Am Donnerstag wurde das Haus der Europäischen Geschichte feierlich eröffnet. Die Idee stammte von Pöttering. In seiner Antrittsrede als Parlamentspräsident stellte er sie vor. Es sei das schwierigste Projekt in seinem politischen Leben gewesen, sagt er. Nun sei es ein "Ergebnis europäischer Zusammenarbeit".

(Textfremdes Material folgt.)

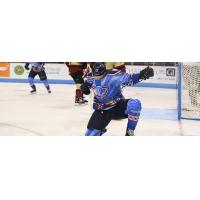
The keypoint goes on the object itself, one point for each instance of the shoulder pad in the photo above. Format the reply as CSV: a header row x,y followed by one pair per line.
x,y
113,72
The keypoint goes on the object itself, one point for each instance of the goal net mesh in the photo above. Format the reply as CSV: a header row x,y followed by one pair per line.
x,y
190,90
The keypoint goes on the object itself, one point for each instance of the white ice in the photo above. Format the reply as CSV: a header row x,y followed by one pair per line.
x,y
22,113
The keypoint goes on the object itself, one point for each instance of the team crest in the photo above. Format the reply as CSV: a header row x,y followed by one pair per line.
x,y
101,91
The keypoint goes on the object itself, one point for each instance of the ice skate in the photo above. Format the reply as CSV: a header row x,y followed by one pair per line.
x,y
33,91
130,132
80,101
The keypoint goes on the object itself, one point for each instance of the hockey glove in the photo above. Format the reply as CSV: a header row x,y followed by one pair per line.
x,y
26,66
85,88
146,73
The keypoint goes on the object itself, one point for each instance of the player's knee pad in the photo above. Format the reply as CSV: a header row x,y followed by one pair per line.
x,y
45,82
133,109
30,80
78,77
93,132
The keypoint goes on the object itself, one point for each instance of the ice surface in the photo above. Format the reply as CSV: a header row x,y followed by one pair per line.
x,y
22,113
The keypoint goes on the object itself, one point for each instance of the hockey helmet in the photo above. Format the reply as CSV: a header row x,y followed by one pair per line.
x,y
98,69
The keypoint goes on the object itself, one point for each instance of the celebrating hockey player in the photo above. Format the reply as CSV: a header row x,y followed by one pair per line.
x,y
109,103
37,68
76,70
115,65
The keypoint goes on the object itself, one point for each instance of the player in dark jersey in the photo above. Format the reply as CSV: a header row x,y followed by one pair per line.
x,y
76,70
37,68
109,103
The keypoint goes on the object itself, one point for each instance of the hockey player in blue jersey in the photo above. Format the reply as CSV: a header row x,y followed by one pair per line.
x,y
37,68
109,103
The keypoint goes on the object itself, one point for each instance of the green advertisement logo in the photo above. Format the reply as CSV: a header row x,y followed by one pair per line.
x,y
19,69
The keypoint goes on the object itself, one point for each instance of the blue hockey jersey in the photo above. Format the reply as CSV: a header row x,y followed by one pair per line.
x,y
36,66
108,90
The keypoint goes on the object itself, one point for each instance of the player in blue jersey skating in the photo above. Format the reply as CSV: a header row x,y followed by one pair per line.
x,y
109,103
37,68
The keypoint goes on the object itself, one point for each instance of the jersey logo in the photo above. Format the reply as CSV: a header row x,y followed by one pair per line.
x,y
101,91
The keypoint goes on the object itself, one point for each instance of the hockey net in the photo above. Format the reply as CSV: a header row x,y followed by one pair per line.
x,y
189,90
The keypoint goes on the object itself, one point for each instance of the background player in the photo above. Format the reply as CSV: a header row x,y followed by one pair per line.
x,y
37,68
76,71
109,102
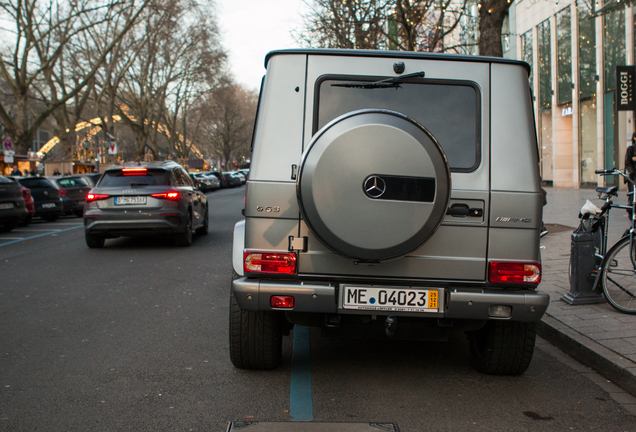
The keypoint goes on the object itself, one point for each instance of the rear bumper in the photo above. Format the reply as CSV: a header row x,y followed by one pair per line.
x,y
13,215
460,303
137,225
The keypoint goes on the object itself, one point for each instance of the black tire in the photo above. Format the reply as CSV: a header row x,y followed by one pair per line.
x,y
8,226
94,241
184,239
256,341
618,278
503,347
203,230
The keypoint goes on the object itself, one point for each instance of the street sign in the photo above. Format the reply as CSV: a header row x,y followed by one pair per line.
x,y
8,156
625,85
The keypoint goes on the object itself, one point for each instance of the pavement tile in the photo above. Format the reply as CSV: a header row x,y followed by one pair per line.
x,y
630,408
613,334
623,397
620,346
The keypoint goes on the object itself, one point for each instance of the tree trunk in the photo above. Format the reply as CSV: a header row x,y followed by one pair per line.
x,y
491,16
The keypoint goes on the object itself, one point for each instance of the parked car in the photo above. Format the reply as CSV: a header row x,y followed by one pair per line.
x,y
352,222
215,183
46,196
29,204
242,177
205,182
91,178
232,179
73,191
12,205
148,198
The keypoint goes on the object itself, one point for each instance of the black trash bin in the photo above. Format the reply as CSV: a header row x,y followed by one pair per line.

Konzipiert wurde die Ausstellung von zehn Kuratoren aus acht Ländern. Sie überlegten, wie man die Geschichte Europas vom 19. Jahrhundert bis heute am besten darstellen könne. Europa sei das Produkt eines komplexen Zusammenspiels verschiedener Ideen und Entwicklungen, erklärt eine der Kuratorinnen. Zentral für die Ausstellung sei, wie die Kultur Europa geprägt habe. Besonders Momente der Geschichte, bei denen nationale Grenzen überschritten wurden, sollen gezeigt werden.

Mythos Europa

Die Ausstellung beginnt mit dem Mythos Europas. Bilder des Buchs "Das Kapital" von Marx wechseln sich mit einem Exemplar der ersten deutschen Verfassung von 1849 ab und leiten über zur Industrialisierung Europas. Nach den zwei Weltkriegen widmet sich die dritte Etage Europas Teilung durch den Eisernen Vorhang und der Entwicklung der Europäischen Union. Kurze Filmsequenzen, Bilder oder Geschichten zum Anhören machen des Geschehen lebendig.

Ein Ausstellungsstück ist Pöttering nach dem ersten Besuch besonders in Erinnerung geblieben: ein Pullover mit zwei schwarzen Einschusslöchern. Er gehörte Radu Ionescu. Der 17-Jährige trug den Pullover, als er 1989 gegen Rumäniens Diktator Nicolae Ceausescu in Bukarest demonstrierte - und erschossen wurde. Seine Mutter bewahrte den Pulli auf und stellte ihn nun dem Haus der Europäischen Geschichte zur Verfügung. "Wenn man solche Einzelbeispiele sieht, ist das sehr bewegend", sagt Pöttering. Es sei ein Ausdruck jener Tragödien, die Europa erlebt habe.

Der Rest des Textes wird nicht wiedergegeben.